HRAM Mass Spectrometry for Metabolomics

High resolving power is especially useful during isotope labeling metabolomics experiments. One particular example involves the use of labeled amines such as [15N]glutamine in chronic pain test subjects. Here, the labeled glutamine and endogenous glutamate both elute on the same reversed-phase LC column and cannot be resolved by using a resolution of 20,000 because the monoisotope of labeled glutamine (A0) is overlapped by the second isotope of glutamate (A1). As a result, quantitative measurement becomes a challenge.

Using high resolution MS, such as that found with Orbitrap mass analyzer technology, the instrument can be set at a resolution of 100,000. This leads to the resolution of two amine peaks instead of one, and each peak can subsequently be characterized.

For quantitative experiments, unambiguous results can only be obtained if sufficient resolving power is used to separate the target metabolite from any possible interferences. If the resolving power of the instrument is insufficient, false positive or false negative signal responses will be generated.  

Metabolomics is and always has been a quantitative science. This is because there are order-of-magnitude differences in the concentrations of endogenous metabolites. As such, a mass spectrometer must be able to detect these concentration variances in order to generate data that reflect a comprehensive and meaningful view of the biological condition under study. With Orbitrap mass analyzer technology, analyte quantitation can be performed down to extremely low femtomole levels. Furthermore, analytes ranging over five orders of linear dynamic range can be easily detected, with the reslting data still achieving small coefficient of variation (CV) values.

Because of its high sensitivity and selectivity, mass spectrometry techniques have become the method of choice for metabolomics research. To uncover meaningful answers from a large number of data sets, which is the norm with metabolomics studies, the mass spectrometer must provide accurate and reproducible data from run to run, and without the need for internal calibration.

Despite the need for fast data acquisition during metabolomics experiments, there must still be no compromise in the top quality HRAM spectra used in MS or MSⁿ modes for confident compound identification.

Due to metabolomics studies featuring complex samples as well as sample contaminants, having a narrow precursor isolation window is vital to ensuring that the MS/MS spectra do not also contain peaks from background interferences. Such interferences, if present, then make target compound identification more difficult.

One solution to this challenge is to maintain a tight isolation window. In the example below, a tight 1-4 amu isolation window keeps transmission losses at a minimum while still limiting chemical noise interference. A high quality MS/MS spectrum of bovine heart total lipid extract (1 mg on column) is generated, with a 1 amu isolation width for enhanced specificity.

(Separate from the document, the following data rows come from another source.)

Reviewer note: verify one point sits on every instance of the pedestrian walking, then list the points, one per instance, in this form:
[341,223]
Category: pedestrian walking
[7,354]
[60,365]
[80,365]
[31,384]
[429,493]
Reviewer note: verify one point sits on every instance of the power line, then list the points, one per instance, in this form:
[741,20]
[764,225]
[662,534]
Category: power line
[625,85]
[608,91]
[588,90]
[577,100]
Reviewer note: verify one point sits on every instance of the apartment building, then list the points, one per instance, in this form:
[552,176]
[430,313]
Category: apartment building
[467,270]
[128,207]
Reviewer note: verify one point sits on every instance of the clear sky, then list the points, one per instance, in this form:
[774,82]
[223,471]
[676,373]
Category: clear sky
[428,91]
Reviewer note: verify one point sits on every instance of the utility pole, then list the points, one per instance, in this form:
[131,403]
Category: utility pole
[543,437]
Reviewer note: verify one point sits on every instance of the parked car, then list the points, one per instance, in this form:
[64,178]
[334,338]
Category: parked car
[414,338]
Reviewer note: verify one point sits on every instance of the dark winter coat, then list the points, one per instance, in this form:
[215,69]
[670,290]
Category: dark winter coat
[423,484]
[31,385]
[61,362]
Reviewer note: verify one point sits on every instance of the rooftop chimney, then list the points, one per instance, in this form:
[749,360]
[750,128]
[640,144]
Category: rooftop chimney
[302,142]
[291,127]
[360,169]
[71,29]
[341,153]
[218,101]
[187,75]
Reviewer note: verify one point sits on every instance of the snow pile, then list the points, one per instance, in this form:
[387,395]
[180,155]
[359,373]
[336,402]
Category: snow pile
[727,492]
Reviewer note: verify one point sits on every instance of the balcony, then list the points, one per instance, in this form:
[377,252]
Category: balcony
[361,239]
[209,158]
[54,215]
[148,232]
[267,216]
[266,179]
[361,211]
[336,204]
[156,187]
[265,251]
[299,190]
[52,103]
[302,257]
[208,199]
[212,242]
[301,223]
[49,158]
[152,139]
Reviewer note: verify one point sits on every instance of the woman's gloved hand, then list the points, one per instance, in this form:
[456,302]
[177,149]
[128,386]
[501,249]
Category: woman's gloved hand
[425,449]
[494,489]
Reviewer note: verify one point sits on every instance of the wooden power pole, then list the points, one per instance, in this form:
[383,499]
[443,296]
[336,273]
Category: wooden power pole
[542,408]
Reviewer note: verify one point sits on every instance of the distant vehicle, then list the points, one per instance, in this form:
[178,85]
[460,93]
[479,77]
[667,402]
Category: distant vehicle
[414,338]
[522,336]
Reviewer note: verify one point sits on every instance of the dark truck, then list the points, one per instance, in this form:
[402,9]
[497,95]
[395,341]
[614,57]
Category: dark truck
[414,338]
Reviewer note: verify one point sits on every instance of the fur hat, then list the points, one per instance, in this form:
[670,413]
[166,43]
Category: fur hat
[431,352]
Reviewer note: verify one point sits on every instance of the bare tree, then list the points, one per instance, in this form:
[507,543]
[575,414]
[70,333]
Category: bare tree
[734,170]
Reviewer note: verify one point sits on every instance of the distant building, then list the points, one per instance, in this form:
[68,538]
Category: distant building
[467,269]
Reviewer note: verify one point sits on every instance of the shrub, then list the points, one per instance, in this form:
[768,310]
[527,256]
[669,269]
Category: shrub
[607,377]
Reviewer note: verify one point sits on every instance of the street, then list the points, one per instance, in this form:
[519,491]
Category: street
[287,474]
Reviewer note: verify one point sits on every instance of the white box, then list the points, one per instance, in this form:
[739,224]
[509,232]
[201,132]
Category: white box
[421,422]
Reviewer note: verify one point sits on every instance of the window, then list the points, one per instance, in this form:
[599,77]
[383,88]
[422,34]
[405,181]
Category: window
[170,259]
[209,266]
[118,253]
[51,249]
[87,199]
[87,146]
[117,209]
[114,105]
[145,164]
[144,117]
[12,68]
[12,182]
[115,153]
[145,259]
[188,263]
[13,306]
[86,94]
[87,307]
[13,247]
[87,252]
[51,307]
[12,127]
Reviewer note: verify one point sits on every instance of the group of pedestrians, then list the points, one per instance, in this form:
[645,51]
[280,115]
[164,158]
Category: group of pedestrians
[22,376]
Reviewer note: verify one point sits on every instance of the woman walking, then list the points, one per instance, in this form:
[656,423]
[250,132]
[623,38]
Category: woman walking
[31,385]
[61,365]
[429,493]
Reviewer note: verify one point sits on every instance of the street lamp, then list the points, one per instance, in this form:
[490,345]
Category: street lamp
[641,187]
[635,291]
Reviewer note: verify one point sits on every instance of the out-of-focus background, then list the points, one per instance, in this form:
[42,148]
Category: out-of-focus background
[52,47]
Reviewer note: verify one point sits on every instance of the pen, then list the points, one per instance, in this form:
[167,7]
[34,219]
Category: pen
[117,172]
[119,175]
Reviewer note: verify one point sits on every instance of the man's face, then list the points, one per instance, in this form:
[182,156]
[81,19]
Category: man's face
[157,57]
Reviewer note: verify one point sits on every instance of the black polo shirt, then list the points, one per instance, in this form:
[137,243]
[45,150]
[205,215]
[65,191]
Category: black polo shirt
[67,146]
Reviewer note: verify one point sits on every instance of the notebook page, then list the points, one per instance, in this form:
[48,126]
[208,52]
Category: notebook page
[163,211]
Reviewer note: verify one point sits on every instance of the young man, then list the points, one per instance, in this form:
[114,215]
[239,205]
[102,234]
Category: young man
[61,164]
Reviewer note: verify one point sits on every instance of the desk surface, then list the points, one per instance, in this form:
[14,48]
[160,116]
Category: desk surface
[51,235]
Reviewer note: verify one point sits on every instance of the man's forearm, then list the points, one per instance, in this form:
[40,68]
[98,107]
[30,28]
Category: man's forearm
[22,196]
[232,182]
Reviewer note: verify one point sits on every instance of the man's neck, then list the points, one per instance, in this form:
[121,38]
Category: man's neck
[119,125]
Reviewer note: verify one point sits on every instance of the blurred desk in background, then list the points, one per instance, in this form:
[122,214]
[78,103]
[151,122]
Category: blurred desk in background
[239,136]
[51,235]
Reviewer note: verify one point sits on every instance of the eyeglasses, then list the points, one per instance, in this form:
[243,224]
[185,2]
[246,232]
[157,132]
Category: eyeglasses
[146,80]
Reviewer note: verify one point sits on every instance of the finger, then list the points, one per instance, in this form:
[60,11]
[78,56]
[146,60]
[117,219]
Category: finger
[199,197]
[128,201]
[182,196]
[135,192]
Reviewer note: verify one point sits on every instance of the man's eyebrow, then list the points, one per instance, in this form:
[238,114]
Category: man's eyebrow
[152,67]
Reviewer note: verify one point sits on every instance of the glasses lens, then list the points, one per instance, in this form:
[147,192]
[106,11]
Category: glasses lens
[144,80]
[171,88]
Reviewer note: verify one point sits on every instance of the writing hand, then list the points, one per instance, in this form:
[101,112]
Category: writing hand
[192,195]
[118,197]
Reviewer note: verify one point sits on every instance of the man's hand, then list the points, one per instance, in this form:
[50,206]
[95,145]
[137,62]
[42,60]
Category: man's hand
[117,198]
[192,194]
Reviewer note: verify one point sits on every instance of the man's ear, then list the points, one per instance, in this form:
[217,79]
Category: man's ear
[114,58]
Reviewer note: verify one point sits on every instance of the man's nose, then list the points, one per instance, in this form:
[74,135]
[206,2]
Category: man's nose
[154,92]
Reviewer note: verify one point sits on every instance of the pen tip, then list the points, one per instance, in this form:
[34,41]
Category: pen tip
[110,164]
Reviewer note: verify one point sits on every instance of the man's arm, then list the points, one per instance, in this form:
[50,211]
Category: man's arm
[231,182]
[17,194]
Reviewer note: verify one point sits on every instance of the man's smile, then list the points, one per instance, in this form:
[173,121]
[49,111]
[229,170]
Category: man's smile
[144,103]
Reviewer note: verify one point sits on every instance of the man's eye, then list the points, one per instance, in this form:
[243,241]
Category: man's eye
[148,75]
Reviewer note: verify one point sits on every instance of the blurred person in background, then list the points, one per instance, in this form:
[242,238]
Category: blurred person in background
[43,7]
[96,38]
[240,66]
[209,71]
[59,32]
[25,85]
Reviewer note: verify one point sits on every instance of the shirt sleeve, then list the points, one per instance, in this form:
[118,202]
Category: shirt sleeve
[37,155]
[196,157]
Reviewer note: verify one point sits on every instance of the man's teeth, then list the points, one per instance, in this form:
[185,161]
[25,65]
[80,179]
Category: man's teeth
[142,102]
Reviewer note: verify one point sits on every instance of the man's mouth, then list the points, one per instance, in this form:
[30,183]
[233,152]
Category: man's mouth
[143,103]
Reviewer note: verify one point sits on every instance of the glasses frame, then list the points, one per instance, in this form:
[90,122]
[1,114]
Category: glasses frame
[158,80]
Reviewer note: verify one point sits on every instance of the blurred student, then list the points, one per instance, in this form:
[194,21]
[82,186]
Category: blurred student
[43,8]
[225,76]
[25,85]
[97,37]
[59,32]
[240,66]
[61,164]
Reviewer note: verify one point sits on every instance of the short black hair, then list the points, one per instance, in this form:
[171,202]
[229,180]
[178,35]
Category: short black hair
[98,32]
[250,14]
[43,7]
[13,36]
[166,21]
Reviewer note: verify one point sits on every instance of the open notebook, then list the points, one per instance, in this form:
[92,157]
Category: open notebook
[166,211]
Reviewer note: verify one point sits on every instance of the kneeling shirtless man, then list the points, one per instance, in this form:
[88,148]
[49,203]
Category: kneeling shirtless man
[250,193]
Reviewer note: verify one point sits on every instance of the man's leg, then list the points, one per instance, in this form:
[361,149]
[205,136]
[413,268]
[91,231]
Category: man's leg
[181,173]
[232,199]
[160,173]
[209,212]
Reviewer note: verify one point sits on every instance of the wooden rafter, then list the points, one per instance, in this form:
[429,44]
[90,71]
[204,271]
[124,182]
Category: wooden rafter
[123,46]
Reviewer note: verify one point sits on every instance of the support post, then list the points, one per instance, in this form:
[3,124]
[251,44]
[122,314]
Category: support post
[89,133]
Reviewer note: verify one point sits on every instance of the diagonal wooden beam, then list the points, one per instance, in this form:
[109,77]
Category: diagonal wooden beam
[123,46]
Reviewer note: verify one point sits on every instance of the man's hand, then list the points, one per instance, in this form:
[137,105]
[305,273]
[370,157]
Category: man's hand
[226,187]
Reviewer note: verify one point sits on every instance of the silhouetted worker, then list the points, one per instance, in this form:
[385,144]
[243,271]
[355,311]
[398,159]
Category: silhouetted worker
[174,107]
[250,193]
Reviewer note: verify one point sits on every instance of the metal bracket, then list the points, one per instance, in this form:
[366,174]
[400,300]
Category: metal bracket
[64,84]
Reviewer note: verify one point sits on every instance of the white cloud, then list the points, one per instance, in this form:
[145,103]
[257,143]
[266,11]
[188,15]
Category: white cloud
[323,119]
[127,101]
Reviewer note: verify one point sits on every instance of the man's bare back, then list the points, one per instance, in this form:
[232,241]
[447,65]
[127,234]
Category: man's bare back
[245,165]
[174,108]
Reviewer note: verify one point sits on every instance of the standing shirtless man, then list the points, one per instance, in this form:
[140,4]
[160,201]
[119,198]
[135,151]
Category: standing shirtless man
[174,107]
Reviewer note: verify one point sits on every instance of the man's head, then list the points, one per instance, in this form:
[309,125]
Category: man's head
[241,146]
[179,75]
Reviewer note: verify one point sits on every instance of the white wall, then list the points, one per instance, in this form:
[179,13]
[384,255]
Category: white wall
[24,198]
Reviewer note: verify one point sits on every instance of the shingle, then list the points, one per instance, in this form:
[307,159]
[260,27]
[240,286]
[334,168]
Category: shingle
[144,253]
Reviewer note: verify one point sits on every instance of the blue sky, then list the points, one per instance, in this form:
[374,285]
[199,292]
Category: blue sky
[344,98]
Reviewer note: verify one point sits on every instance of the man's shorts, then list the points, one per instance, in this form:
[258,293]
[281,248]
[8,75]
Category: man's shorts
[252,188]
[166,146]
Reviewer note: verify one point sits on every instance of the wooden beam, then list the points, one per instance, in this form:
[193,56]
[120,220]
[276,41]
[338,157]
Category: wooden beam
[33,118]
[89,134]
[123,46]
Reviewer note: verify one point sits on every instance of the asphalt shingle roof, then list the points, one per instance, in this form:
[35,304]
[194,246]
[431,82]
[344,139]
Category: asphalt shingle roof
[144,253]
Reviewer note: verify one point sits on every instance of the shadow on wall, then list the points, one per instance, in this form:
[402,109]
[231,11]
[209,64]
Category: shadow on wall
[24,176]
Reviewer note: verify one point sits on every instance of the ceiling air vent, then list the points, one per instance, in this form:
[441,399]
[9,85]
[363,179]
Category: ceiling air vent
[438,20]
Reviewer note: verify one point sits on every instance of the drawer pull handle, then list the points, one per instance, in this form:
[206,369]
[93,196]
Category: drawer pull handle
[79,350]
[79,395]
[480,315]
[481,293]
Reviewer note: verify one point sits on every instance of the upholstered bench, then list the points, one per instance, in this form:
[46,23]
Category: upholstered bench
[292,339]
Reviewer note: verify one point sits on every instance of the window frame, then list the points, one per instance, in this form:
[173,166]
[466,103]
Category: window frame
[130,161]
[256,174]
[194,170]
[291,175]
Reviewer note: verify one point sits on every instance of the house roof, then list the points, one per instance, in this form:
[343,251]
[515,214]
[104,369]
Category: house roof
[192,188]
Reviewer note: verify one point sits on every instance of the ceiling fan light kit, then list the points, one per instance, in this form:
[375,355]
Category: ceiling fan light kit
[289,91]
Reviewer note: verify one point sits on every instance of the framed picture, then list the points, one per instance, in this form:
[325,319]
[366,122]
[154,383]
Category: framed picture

With metabolomics compounds having diverse physico-chemical properties, a combination of separation techniques (GC, IC and LC reversed phase/HILIC) can help achieve a more comprehensive view of different biological states. Additionally, greater spectral coverage can be achieved by using both positive and negative ionization modes on the mass spectrometer. This is feasible only if fast polarity switching is also used, because faster polarity switching enables a more productive separations time scale during a single run.

Spectral libraries of various MSⁿ levels offer spectral identification certainty. Different fragmentation modes and collision energies must be available for this approach to work.